A novel RNA-recognition-motif protein is required for premeiotic G1/S-phase transition in rice (Oryza sativa L.).

The molecular mechanism for meiotic entry remains largely elusive in flowering plants. Only Arabidopsis SWI1/DYAD and maize AM1, both of which are the coiled-coil protein, are known to be required for the initiation of plant meiosis. The mechanism underlying the synchrony of male meiosis, characteristic to flowering plants, has also been unclear in the plant kingdom. In other eukaryotes, RNA-recognition-motif (RRM) proteins are known to play essential roles in germ-cell development and meiosis progression. Rice MEL2 protein discovered in this study shows partial similarity with human proline-rich RRM protein, deleted in Azoospermia-Associated Protein1 (DAZAP1), though MEL2 also possesses ankyrin repeats and a RING finger motif. Expression analyses of several cell-cycle markers revealed that, in mel2 mutant anthers, most germ cells failed to enter premeiotic S-phase and meiosis, and a part escaped from the defect and underwent meiosis with a significant delay or continued mitotic cycles. Immunofluorescent detection revealed that T7 peptide-tagged MEL2 localized at cytoplasmic perinuclear region of germ cells during premeiotic interphase in transgenic rice plants. This study is the first report of the plant RRM protein, which is required for regulating the premeiotic G1/S-phase transition of male and female germ cells and also establishing synchrony of male meiosis. This study will contribute to elucidation of similarities and diversities in reproduction system between plants and other species.

Transcriptome analysis of developing ovules in rice isolated by laser microdissection.

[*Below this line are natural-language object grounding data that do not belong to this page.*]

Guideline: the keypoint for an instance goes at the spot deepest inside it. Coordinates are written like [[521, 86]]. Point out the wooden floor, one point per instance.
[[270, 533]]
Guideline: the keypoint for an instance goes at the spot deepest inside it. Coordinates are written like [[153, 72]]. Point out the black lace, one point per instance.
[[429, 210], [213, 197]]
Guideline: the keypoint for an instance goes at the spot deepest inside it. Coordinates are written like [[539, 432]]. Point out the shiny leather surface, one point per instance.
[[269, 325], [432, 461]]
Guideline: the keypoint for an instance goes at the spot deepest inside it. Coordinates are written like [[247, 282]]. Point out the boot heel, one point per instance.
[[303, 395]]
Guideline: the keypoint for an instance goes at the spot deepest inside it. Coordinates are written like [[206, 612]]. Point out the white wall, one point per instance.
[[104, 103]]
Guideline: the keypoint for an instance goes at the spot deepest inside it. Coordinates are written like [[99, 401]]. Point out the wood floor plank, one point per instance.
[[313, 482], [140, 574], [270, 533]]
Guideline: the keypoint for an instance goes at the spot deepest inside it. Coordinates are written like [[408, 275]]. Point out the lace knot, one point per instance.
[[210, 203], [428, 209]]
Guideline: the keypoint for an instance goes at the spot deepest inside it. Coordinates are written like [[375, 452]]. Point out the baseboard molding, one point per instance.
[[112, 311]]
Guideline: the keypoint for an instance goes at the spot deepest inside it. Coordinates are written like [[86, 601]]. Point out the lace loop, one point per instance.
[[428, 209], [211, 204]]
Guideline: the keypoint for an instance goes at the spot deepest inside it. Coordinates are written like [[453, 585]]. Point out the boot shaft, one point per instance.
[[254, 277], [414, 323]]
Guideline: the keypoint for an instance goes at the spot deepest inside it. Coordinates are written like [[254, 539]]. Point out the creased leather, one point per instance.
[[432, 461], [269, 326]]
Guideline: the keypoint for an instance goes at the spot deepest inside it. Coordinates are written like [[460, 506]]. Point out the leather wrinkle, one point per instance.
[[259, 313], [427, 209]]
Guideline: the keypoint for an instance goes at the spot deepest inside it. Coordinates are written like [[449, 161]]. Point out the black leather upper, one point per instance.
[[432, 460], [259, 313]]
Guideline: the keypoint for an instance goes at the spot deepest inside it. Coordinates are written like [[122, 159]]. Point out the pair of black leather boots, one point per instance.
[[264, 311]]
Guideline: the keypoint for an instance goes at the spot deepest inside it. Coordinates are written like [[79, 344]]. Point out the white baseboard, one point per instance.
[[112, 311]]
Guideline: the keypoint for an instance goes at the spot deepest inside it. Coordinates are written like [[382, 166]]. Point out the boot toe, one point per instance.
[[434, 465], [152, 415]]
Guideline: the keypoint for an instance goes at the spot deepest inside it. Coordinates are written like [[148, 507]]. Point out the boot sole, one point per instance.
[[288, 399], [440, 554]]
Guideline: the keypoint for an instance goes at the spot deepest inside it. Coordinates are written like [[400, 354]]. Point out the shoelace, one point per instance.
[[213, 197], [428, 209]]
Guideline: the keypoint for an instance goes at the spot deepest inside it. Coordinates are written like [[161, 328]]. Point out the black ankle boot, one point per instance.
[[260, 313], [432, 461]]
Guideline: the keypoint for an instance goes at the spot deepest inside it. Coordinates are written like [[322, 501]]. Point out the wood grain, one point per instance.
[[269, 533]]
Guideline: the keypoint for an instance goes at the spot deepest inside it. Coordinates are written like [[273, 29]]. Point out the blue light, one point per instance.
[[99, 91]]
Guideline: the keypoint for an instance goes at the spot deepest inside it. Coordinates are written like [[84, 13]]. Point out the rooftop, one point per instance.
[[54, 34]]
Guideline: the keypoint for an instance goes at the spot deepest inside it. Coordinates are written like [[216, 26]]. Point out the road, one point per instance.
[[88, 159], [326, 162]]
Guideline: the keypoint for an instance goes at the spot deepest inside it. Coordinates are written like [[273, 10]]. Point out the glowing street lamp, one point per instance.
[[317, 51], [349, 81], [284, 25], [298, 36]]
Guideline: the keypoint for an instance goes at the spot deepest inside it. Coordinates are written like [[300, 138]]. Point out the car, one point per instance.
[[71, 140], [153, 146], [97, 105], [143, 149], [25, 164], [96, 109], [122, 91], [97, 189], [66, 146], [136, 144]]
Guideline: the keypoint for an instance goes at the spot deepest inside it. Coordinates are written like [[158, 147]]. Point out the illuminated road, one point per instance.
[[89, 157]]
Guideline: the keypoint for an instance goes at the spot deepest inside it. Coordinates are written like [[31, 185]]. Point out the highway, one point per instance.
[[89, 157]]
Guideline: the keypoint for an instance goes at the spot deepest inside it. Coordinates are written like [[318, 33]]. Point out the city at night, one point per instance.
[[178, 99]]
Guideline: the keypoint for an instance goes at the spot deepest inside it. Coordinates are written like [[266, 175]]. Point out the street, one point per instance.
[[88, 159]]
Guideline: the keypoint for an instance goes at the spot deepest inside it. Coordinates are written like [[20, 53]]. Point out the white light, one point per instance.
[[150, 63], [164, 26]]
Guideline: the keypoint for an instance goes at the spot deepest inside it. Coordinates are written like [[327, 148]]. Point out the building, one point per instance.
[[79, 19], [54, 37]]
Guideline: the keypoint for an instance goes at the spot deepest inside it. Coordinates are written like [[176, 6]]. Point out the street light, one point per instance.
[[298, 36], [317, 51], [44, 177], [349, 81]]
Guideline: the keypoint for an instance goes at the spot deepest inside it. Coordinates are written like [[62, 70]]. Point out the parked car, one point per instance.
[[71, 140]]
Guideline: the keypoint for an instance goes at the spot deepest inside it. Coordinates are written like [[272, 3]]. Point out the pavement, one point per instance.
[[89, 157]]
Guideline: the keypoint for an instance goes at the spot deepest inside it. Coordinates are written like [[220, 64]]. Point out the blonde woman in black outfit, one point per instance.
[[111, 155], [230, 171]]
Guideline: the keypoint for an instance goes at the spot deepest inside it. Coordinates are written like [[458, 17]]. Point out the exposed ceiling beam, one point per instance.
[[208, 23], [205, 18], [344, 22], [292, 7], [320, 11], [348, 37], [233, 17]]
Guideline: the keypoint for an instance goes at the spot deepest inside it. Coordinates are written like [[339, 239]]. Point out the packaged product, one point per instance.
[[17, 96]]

Comprehensive genome-wide gene expression profiles during plant male gametogenesis have been thoroughly analyzed over the last decade. In contrast, gene expression profiles during female gametogenesis have been studied relatively little, and our knowledge concerning plant female gametogenesis is limited. We determined the genome-wide gene expression profiles of developing ovules containing female gametophytes from the megaspore mother cell at the pre-meiotic stage to the mature embryo sac in rice (Oryza sativa) using microarrays. In order to separate ovules from scutellum, we used a laser microdissection (LM) technique. Dynamic gene expression was revealed in developing ovules, and a major transition of the transcriptome was observed between middle and late meiotic stages, where many genes were down-regulated >10-fold. Many potential players in female gametogenesis, that showed dynamic or enriched expression, were highlighted. We identified the temporal and dramatic up-regulation of a subset of transposable elements during female meiotic stages that were not observed in males. Transcription factor genes enriched in developing ovules were also uncovered, which may play crucial roles during female gametogenesis. This is the first report of comprehensive genome-wide gene expression profiles during female gametogenesis useful for plant reproductive studies. Combined with additional experiments, our data may provide important clues to understand female gametogenesis in plants.